Dalam pertempuran di Ṣiffin, pasukan Ali bin Abi Ṭālib hampir mencapai kemenangan. ‘Amr bin ‘Ash dari pihak Mu’awiyah yang mengamati pasukannya semakin terpojok dan menuju kepada kekalahan maka mengajukan usul supaya diadakan perundingan. Usulan tersebut pada awalnya diragukan ketulusannya oleh Ali bin Abi Ṭālib. Namun pada akhirnya Ali bin Abi Ṭālib menerima ajakan damai tersebut setelah didesak oleh sebagian pasukannya.
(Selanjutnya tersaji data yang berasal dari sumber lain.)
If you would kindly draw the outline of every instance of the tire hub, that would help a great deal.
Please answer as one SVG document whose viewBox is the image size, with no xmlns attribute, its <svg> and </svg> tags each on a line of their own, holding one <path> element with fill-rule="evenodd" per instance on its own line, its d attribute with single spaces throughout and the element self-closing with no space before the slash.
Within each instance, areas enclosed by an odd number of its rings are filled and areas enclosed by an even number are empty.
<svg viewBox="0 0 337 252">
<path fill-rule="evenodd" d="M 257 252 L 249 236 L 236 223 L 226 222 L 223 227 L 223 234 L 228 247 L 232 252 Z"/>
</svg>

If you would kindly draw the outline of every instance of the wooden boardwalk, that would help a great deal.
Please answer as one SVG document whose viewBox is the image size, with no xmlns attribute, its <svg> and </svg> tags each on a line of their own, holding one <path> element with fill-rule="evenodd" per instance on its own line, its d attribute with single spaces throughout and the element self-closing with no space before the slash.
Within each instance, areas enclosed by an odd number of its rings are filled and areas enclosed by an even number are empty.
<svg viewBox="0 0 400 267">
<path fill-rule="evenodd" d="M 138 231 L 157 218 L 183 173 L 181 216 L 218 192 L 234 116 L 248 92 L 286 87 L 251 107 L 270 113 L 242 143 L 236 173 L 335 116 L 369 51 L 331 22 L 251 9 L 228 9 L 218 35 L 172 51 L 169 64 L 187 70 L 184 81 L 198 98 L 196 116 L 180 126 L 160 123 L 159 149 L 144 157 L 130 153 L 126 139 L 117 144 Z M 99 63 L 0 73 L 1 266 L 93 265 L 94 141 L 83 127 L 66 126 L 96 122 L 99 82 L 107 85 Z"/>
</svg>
Daumatul Jandal adalah lokasi yang disepakati untuk dijadikan tempat perundingan. Peristiwa perundingan antara pihak Ali bin Abi Ṭālib dan pihak Mu’awiyah inilah kemudian dikenal dengan sebutan tahkīm/arbitrase. Masing-masing delegasi berjumlah 400 orang (sebagian riyawat mengatakan 100 orang). Delegasi Ali bin Abi Ṭālib dipimpin Abu Musa Al-Asy’ari, delegasi Mu’awiyah dipimpin ‘Amr bin ‘Ash. Dalam dialog antara delegasi Ali bin Abi Ṭālib dan delegasi Mu’awiyah, dicapailah suatu kesepakatan, bahwa untuk meredakan pertikaian maka Ali bin Abi Ṭālib dan Mu’awiyah harus diturunkan dari jabatannya.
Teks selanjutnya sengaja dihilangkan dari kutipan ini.